Pauline Oliveros, who coined the phrase “Deep Listening” to describe the practice of gaining mindfulness from listening to “all sound” deeply, was drawn to education. We are both getting older and want to create spaces for people to share and gain deeper understanding of the potential of this music, DJing and production. To be honest though, mainly I think we are drawn to it naturally as an expression of our maternal instinct.

Played any standout parties recently?

5am -7am b2b with Russell E.L. Butler at Nowadays in Queens, NY. We played the deepest real house music to a locked room of dancers at around 125 BPM. It was powerful and gentle at the same time. A moment I needed very badly after many months of peak-time playing.

What steps can any raver try to reconnect with the ecstatic?

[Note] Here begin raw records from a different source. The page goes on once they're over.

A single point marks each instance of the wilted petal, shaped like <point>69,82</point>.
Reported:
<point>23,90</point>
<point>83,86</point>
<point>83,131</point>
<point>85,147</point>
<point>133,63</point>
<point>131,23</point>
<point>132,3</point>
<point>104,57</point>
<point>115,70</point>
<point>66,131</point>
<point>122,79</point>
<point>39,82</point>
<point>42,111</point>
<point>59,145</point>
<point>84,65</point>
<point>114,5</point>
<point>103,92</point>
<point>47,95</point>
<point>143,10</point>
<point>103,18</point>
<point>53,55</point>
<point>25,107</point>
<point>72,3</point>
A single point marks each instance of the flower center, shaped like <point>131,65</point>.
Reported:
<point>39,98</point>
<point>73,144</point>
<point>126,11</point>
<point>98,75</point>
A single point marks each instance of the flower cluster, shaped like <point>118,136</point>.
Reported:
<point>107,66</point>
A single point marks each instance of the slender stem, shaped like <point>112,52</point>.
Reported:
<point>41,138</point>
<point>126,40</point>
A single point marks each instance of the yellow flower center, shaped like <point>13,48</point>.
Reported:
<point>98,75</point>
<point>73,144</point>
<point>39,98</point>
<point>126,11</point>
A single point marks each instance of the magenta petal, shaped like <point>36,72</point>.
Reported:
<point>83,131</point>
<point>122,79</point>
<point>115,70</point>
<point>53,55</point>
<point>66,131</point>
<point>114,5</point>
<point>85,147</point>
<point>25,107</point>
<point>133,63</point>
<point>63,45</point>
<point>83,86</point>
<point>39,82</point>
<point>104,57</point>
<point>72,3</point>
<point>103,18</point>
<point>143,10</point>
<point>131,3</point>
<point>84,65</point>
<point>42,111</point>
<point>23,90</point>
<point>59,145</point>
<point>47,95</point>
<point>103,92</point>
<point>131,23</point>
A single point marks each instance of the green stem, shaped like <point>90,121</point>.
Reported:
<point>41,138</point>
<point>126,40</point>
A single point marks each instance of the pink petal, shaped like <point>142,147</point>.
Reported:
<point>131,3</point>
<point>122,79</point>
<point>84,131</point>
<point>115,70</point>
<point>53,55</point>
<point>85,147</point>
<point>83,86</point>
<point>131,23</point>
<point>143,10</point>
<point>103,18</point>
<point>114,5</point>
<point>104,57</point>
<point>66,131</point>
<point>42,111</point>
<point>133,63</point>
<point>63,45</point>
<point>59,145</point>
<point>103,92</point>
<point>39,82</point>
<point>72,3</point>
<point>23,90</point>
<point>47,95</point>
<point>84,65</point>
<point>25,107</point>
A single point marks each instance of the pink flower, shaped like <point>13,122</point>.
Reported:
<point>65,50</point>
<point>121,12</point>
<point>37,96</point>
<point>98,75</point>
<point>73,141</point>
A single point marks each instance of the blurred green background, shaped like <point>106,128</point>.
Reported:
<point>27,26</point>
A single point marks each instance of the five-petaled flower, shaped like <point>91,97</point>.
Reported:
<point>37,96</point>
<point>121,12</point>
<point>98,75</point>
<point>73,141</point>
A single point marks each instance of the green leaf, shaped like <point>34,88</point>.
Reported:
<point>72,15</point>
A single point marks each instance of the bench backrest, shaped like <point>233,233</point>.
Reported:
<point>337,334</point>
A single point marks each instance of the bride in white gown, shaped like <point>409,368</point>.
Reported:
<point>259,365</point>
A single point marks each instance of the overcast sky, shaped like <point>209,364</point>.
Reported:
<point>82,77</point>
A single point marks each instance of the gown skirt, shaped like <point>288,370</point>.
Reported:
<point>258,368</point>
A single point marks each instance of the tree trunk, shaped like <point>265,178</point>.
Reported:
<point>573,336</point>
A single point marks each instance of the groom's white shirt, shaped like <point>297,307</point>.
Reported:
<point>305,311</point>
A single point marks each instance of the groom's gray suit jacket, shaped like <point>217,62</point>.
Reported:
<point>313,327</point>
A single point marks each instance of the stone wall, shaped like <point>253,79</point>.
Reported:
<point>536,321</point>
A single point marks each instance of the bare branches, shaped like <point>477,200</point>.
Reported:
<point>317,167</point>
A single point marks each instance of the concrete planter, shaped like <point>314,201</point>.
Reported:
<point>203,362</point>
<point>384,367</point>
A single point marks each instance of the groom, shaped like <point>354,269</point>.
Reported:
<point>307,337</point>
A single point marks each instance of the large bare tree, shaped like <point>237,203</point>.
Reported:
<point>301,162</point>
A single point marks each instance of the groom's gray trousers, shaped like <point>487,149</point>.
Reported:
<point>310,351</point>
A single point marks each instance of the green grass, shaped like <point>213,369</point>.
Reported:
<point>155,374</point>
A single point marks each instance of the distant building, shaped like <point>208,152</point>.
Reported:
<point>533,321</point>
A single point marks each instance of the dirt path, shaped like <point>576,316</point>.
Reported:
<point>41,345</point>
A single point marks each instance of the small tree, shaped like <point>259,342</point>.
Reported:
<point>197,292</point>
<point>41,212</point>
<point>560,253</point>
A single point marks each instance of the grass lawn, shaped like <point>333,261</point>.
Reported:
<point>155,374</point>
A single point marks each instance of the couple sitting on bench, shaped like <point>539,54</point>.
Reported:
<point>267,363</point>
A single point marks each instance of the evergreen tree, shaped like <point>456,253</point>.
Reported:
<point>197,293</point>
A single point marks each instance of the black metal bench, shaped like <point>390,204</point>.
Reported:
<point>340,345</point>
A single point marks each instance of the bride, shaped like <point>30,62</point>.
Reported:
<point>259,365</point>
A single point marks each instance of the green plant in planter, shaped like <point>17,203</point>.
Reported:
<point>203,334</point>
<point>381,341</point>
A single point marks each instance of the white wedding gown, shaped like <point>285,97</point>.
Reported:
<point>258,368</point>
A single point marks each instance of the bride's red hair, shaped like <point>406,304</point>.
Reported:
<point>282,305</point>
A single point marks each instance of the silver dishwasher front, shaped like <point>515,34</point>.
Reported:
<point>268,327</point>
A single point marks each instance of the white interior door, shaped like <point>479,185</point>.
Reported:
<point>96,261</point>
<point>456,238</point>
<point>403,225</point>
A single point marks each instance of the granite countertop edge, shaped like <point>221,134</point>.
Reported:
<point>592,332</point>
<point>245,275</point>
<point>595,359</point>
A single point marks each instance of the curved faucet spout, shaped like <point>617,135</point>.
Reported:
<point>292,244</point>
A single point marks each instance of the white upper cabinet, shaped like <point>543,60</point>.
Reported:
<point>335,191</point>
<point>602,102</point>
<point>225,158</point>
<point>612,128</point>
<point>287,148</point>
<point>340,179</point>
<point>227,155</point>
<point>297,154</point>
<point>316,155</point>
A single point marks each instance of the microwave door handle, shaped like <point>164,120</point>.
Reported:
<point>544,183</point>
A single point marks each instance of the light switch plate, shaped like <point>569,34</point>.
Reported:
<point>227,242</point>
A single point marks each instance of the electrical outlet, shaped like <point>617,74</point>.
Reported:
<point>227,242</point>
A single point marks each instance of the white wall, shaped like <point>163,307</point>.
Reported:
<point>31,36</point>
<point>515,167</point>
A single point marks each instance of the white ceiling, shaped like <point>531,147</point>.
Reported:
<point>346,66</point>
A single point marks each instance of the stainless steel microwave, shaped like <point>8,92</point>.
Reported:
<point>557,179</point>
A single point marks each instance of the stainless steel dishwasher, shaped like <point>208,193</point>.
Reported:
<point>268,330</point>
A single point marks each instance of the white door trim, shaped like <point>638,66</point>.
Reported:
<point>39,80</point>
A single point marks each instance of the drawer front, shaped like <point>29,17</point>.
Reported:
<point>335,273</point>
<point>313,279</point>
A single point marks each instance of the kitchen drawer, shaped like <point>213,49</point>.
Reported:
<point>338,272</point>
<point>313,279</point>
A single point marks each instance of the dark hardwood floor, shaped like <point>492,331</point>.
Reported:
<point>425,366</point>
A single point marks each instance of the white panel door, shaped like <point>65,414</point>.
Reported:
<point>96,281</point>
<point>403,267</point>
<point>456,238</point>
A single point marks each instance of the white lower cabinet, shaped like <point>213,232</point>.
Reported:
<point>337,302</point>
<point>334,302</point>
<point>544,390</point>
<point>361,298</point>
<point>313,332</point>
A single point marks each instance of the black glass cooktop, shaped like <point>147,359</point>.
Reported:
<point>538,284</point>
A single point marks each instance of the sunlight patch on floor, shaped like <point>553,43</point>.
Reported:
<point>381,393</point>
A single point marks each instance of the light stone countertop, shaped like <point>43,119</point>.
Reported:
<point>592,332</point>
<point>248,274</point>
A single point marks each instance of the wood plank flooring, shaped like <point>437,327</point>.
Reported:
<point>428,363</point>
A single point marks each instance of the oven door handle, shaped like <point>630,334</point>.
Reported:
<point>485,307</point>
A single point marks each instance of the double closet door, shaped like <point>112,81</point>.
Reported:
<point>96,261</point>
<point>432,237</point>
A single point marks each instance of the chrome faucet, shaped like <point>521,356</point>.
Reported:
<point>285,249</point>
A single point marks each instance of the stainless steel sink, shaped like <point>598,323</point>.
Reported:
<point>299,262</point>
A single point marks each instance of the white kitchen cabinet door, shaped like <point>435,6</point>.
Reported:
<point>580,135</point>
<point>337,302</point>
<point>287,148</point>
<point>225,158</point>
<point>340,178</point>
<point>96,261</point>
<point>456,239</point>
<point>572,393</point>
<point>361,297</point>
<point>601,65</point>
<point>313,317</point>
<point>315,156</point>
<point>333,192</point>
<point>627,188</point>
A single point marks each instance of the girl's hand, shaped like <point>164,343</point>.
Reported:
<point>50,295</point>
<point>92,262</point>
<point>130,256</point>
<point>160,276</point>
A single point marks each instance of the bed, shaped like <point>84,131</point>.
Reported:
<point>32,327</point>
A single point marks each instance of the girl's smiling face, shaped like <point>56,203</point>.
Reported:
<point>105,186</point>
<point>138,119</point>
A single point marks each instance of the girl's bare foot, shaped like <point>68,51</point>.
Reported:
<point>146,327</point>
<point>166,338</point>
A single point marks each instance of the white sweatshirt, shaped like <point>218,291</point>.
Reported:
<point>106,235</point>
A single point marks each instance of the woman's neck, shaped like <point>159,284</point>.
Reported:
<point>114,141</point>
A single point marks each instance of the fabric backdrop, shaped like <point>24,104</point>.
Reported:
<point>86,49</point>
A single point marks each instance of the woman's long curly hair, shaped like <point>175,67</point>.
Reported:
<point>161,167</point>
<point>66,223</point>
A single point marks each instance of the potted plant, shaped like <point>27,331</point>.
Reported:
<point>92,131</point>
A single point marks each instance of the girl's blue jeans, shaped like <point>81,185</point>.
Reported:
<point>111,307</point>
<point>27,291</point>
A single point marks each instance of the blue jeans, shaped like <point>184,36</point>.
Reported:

Raving is more than just a party. Close your eyes, find a spot near a speaker to dance, leave your chatty mates at the bar, and don’t waste your energy on alcohol.

Listen to music durationally at home, meaning don’t spend all your listening time flipping through playlists. Dance when you are alone or with a small group of friends. Spend time in nature.

Where is the healing in house? Why do you find it so therapeutic?

It is in real togetherness. It is in the power of the music to put the body in a state of rhythmic connection with nature and other souls. It is in the expression of a language hidden in plain sight that not everyone in the dominant culture understands. It is in the dancing to records by artists who are no longer with us. It is in the fundamental pulsations which are the indisputable backbone of the music. It is in a true subjective spirituality decoupled from religion and dogma. It is in the ordeal of dancing for hours without stopping. It is in some of the substances used at the events. It is in the river of time that the music represents.

What’s next for you, Octa Octa and the Motherbeat?

More true underground raves with our LUV NRG Soundsystem in fall of 2024. We’ll be driving our analog monoliths to Detroit, NY and beyond to create experiences outside of clubs for communal connection with the Beat.